Athènes juillet 2012
Appartement à vendre - Athènes juillet 2012
Ce mercredi par exemple, à part l'évacuation des faubourgs de la ville de Patras sous la menace d'un incendie d'envergure, à part le cas de tuberculose détectée chez certains employés d'un établissement huppé dans restauration donnant sur la place de la Constitution, nous avons eu droit à de nouvelles mesures annoncées par la Troïka de l'intérieur, autrement-dit par le gouvernement tripartite, déjà sous tension. Il est évident que les maigres promesses électorales « des amis de l'Europe » ne sont plus tenables aux dires de la Troïka de l'extérieur et aux yeux de tous. Austérité, réductions, et grande braderie. On s'y prépare à démanteler et à vendre la Société nationale des chemins de fer, ce qui a déjà provoqué la colère des partis de gauche et notamment celle du parti communiste. Du coup, et d'après le site de la radio-télévision hyper-mémoradienne Skai (elle appartient à un armateur), « Deutsche Bahn s'apprêterait à embaucher des cheminots des pays du sud de l'Europe actuellement au chômage, car elle manquerait de personnel » (reportage du 18/07). Pour une fois que ce n'est pas du STO, remercions alors Madame Merkel, qui d'ailleurs ne bénéficie toujours pas de très bonne presse en Grèce en dépit des efforts de l'Ambassade de la Métropole et des journalistes qui lui sont fidèles et... sincèrement chers, ici à Athènes.
Affiche en décor - Athènes juillet 2012
"Madame Merkel, qui d'ailleurs ne bénéficie toujours pas de très bonne presse en Grèce" - juillet 2012
Le journal de la gauche radicale, Avghi, dans son édition du dimanche dernier, croit préciser « qu'un certain arrangement a été conclu entre François Hollande et Angela Merkel pour ce qui relève de l'instauration chez les sur-endettés de l'Union Européenne, d'une variante de la Treuhand, de cette agence fiduciaire de droit ouest-allemand chargée de la privatisation des biens de la République démocratique allemande (RDA) après la réunification du pays, autrement-dit, de sa braderie. Cet organisme a déjà vu le jour en Grèce bien évidement, et ce processus serait applicable ailleurs, au gré des parcours mémorandaires des pays en question ». Si c'est vrai... Radio Paris serait de nouveau allemand alors (?)... pour se souvenir un peu de Pierre Dac et de l'air de la Cucaracha, mais comme l'histoire ne se répète pas, il nous faut trouver d'autres explications, plus complexes et donc plus contemporaines dans toute leur géopolitique, avant d'évoquer bêtement une quelconque Propaganda Abteilung Frankreich.
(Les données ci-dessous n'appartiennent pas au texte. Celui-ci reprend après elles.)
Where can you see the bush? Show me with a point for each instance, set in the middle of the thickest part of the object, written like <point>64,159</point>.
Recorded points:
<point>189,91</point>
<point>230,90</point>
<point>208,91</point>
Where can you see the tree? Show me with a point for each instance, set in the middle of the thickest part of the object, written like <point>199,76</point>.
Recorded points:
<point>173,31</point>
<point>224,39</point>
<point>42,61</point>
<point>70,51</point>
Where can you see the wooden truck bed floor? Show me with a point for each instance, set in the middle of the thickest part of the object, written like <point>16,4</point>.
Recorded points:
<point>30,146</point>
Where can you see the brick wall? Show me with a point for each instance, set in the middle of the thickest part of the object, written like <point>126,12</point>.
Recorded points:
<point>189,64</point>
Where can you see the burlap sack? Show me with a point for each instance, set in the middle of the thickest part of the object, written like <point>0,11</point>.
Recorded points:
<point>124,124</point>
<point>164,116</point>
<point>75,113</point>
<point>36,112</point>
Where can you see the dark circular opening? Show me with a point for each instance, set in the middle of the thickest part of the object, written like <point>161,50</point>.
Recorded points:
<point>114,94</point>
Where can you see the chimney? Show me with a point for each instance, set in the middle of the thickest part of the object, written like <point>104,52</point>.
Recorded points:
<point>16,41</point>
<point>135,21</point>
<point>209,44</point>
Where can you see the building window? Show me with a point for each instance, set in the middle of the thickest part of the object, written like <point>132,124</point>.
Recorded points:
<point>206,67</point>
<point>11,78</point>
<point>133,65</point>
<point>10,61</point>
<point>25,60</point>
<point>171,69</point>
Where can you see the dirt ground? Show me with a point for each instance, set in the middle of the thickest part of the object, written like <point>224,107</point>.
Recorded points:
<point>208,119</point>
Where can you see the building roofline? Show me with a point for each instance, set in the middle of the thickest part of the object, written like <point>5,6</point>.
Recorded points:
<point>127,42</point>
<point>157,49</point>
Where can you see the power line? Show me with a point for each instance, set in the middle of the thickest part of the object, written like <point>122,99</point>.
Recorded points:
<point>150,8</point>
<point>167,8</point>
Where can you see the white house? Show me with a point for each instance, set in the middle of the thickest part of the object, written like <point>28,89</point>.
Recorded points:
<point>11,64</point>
Bijoux de pacotille en bord de mer à Salamine - juillet 2012
On apprend aussi ces derniers jours, que pour les vaccins de leurs enfants, de nombreux parents s'adressent désormais aux structures médicales d'aide et de soins d'urgence, car ils ne peuvent plus se payer ce luxe, d'où sans doute, la recrudescence des maladies comme la tuberculose. Temps de crise, donc malades. On achète pourtant des bijoux de pacotille en bord de mer à Salamine, ou du moins, on fait semblant tandis que sur son marché de poissons, de nombreuses espèces pélagiques sont plus inabordables que jamais. La rupture sociale entre poissons des pauvres et poissons des riches... est définitivement consommée. C'est bien connu, le poisson du riche a toujours dévoré la sardine du pauvre ! C'est la loi de la mer. Pourtant, lundi après-midi sur une de ses côtes situées à l'Ouest, des enfants scouts et leurs accompagnateurs laissaient déborder leur bonheur de la plage retrouvée. 

Enfants scouts à la plage - Salamine juillet 2012
C'est vrai qu'à certains moments de nos existences, le mémorandum disparaît complètement. Nous rassemblerions alors à ces soldats permissionnaires de 14-18, sauf que dans les trains de permissionnaires et les gares régulatrices l’indiscipline a toujours régné. Pour les... heureux participants à la Troisième Grande Guerre des dettes souveraines et du siècle d'après, et peut-être même de trop, la permission est devenue un processus autrement plus complexe, puis, les gares régulatrices appartiennent elles aussi aux banques.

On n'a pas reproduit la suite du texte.